Sekaha Teruna Eka Putra, Batumulapan menggelar apel bendera di pantai setempat (foto/sukara)
BATUNUNGGUL,
Peringatan Hut RI biasanya melakukan apel bendera ditanah lapang atau tempat
terbuka, beda yang dilakukan Sekaha Teruna Eka Putra Desa Pakraman Batumulapan,
Desa Batununggul ,Kecamatan Nusa Penida. Peringatan hari kemerdekaan yang ke-72
peserta yang merupakan sekah teruna diajak apel bendera di pesisir pantai
setempat. Kostum yang digunakan kamben dan udeng tidak menggunakan baju khusus
untuk pria sementara perempuannya menggunakan adat
madya.
Tatakala
surut, garis pantai yang membentang cukup luas sekira pkl. 16.30 wita apel
bendera dilangsungkan. Berpacu kondisi pasang surut menjadi alasan apel bendera
digelar sehari Hut RI. Hal ini penuturan Ketua ST Eka Puta I Putu Agus
Widiantara saat dikomfirmasi diakhir acara, Rabu (16/8). Ia menyampaikan apel
bendera yang dilakukan di pantai salah bentuk kita terhadap negara tercinta.
Isu-isu pelemahan dan mencabik-cabik keutuhan pancasila sering kita jumpai dan
bersliweran terutama di sosial media. Miris melihat kondisi tersebut, kami
sebagai anak bangsa melalui acara ini merawat kembali rasa cinta dan
kebhinekaan mengairahkan tiap pemuda khusus yang ada di Batumulapan serta
secara keseluruhan.
"
acara seperti merupakan implementasi kita sebagai pemuda memberikan pesan
melalui " performance ". Selain apel bendera pembacaan puisi tentang
bagiamana air mata garuda menetas melihat kondisi seperti sekarang ini,"
tegasnya.
Apel
bendera berjalan sedemikan rupa, pembukaan acara disajikan berupa kirab
bendera.
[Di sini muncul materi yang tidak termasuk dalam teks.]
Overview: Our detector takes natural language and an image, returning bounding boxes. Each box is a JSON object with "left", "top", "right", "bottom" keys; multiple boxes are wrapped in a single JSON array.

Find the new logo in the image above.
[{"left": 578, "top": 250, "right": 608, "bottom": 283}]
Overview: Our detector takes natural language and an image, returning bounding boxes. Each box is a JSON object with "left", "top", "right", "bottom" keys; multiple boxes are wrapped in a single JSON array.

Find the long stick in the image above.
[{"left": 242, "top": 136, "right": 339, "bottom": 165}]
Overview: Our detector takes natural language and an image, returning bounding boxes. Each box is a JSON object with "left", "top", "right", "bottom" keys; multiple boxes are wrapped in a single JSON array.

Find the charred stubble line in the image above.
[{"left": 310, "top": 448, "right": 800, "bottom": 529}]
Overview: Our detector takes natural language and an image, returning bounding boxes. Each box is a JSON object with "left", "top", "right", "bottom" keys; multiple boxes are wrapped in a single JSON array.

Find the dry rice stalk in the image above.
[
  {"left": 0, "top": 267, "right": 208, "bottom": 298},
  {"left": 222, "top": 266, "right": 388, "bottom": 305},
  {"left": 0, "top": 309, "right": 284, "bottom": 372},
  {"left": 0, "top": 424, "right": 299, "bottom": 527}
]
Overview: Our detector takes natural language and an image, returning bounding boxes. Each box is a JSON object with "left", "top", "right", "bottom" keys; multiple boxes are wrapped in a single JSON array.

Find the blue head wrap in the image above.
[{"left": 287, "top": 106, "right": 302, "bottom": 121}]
Petugas sebanyak tiga orang berlari dari arah barat menuju lokasi
jalannya apel. Air dibawah lutut tegas kaki telanjang menapaknya. Deru ombak
menyertai selayaknya sebagai alunan nada tempo jalanya apel.
"
sesuatu hal baru buat mereka dengan cara seperti ini pemahaman dan lebih mudah
mengshare arti sebuah cinta tanah air. Berangkat dari kegelisahan melihat
situasi yang terjadi pelemahan pancasila sebagai simbol negara tercabik.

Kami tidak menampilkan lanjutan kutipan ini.